Anyway, Poetry was lost, and I didn’t know for sure which way to go—not quite for sure anyway.
How long we might have stayed lost, I don’t know, but pretty soon Poetry said, “Listen. I hear music. They’re singing in the tent again.”
I listened and heard music myself. Somebody was singing a solo. So we started in the direction of the music, glad we now knew which way to go to get back to the gang before they missed us and before two of our chaperons started worrying about us and wondering, What on earth? and, Where?
I felt pretty good when my sense of hearing told me the music was coming from the same direction as my mind had told me to go in the first place.
“How come they moved the tent over on that side of the orchard?” Poetry asked, hating to admit how right I had been or maybe hating to admit how wrong he had been.
“Yeah, how come?” I said with a little mischievous sarcasm in my voice.
We hurried on toward the music. I was puzzled, though, when two or three minutes later the music told me we were almost there but there wasn’t any tent or any electric light.
Poetry grabbed my arm and stopped me stock-still. “Sh!” he whispered and pulled me behind a grapefruit tree.
The mystery in his voice and the way he was grasping my arm scattered a shower of shivers all over me. We were within maybe ten yards of the music, which I noticed, when we stopped, was a man’s voice with a guitar accompaniment. It seemed the music was coming from an old tin-roofed shed of some kind.
What on earth? I thought as the shower of shivers was still falling on me. I realized that our adventure had come to life again. The tree we were hiding behind was at the very edge of the grove. We had either gone all the way through, or else we had come out on a different side from the one the tent was on.
The old shed, which sat in a little clearing, had a banana plant growing on one side of its open door, and some kind of sweet-smelling, flowering vine was sprawled all over a heart-shaped trellis on the other side. For a second I was glad Dragonfly wasn’t there to interrupt our silence with one of his fuzzy sneezes.
There
wasn’t even a light in the old shed, so the door was a big, black rectangular hole. At first I was sure the music was coming from inside, but I soon found out that it wasn’t.

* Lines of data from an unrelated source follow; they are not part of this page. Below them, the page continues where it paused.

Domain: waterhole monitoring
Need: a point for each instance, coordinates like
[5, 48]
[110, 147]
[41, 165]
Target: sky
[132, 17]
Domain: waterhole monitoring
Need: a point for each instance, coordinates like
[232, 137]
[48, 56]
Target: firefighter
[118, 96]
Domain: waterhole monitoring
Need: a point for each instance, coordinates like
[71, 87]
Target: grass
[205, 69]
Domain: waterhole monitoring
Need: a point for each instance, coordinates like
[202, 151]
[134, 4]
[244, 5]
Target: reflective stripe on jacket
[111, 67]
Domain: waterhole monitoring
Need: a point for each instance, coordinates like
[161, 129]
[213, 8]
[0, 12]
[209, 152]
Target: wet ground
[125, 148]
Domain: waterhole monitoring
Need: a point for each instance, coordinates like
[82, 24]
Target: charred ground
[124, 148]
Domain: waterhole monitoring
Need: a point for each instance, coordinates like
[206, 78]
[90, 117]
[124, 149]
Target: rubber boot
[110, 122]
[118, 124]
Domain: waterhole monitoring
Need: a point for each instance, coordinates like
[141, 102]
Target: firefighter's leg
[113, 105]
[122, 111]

Right that second Poetry put his lips up close to my ear and whispered, “There’s somebody hiding behind the trunk of that palm tree.”
I looked toward the palm, which was about twenty feet from the shed, and saw the shadow of a man there. I also saw a quick rhythmic movement like the movement a person’s wrist makes when he is strumming a guitar or a ukulele.

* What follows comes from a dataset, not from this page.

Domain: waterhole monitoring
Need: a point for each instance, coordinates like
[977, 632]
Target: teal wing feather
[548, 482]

“What do you suppose is going on?” Poetry asked.
But I couldn’t even guess. That is, I couldn’t at first, but a moment later I saw a light in the shed. Somebody had struck a match, and quick as a flash the whole inside of the room was alive with light from what looked like a kerosene lamp just like the one we used in our upstairs at home.

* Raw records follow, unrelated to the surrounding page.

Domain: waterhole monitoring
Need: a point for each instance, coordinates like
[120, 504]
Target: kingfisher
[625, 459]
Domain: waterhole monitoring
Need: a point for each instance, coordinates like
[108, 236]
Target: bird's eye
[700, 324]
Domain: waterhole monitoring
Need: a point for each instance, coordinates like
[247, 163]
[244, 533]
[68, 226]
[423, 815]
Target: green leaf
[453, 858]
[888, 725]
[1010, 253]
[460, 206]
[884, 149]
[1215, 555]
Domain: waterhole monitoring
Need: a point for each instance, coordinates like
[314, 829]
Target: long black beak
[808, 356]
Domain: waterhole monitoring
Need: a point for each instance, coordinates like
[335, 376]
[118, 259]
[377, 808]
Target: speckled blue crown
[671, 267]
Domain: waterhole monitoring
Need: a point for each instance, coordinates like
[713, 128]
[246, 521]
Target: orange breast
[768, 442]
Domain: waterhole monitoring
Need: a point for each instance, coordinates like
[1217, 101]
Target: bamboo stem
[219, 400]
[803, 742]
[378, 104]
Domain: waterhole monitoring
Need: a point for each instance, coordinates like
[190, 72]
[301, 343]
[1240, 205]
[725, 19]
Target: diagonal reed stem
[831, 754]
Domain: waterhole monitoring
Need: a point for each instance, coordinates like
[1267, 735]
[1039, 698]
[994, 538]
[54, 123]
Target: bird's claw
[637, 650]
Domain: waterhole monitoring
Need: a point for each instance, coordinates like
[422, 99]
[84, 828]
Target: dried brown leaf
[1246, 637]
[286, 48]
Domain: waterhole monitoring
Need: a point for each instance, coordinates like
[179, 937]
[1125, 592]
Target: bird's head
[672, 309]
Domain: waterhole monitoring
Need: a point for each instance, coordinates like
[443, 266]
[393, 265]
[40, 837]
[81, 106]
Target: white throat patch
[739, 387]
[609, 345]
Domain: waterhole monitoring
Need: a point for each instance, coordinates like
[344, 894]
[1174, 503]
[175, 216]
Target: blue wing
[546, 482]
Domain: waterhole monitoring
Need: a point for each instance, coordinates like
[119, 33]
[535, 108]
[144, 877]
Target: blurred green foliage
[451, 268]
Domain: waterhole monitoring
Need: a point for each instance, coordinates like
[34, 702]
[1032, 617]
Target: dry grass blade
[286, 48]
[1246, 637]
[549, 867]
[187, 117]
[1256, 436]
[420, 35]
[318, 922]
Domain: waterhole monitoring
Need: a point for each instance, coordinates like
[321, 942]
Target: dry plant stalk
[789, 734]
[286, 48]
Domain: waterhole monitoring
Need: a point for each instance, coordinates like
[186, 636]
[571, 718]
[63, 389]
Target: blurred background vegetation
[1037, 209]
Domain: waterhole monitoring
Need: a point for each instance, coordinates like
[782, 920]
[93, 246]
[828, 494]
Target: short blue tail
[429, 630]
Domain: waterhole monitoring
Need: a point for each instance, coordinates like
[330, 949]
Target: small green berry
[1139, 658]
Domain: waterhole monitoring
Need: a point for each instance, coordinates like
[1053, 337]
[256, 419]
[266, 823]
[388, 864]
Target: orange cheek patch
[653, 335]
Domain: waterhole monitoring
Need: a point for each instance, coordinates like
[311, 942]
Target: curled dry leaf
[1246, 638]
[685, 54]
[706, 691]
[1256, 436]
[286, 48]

Why, the old shed wasn’t a shed at all, I thought. It was somebody’s house—maybe the house of a Spanish American or even an illegal’s house! The room I was looking into was about the size of our living room at home.
Then an interesting thing happened. A woman with sparkling jewels in her black hair lit another match, carried it over to the wall across the room, and lit a candle, which was standing on a table. The flickering light from the candle lit up something that was hanging on the wall. It looked like a—it was! It was a crucifix as big as a boy. A crucifix, as you maybe know, is a figure of the Savior fixed to a cross.
Then I saw the woman drop down on her knees and look up to the crucifix for a while as if she was talking to it with her mind. While she was doing that, the music outside stopped and everything was very quiet. Then the woman with the jewels in her hair got up, left the candle burning, and came and stood in the doorway. She called in a low, musical voice something in both Spanish and English, and the English was: “You sing very beautifully, Pedro.”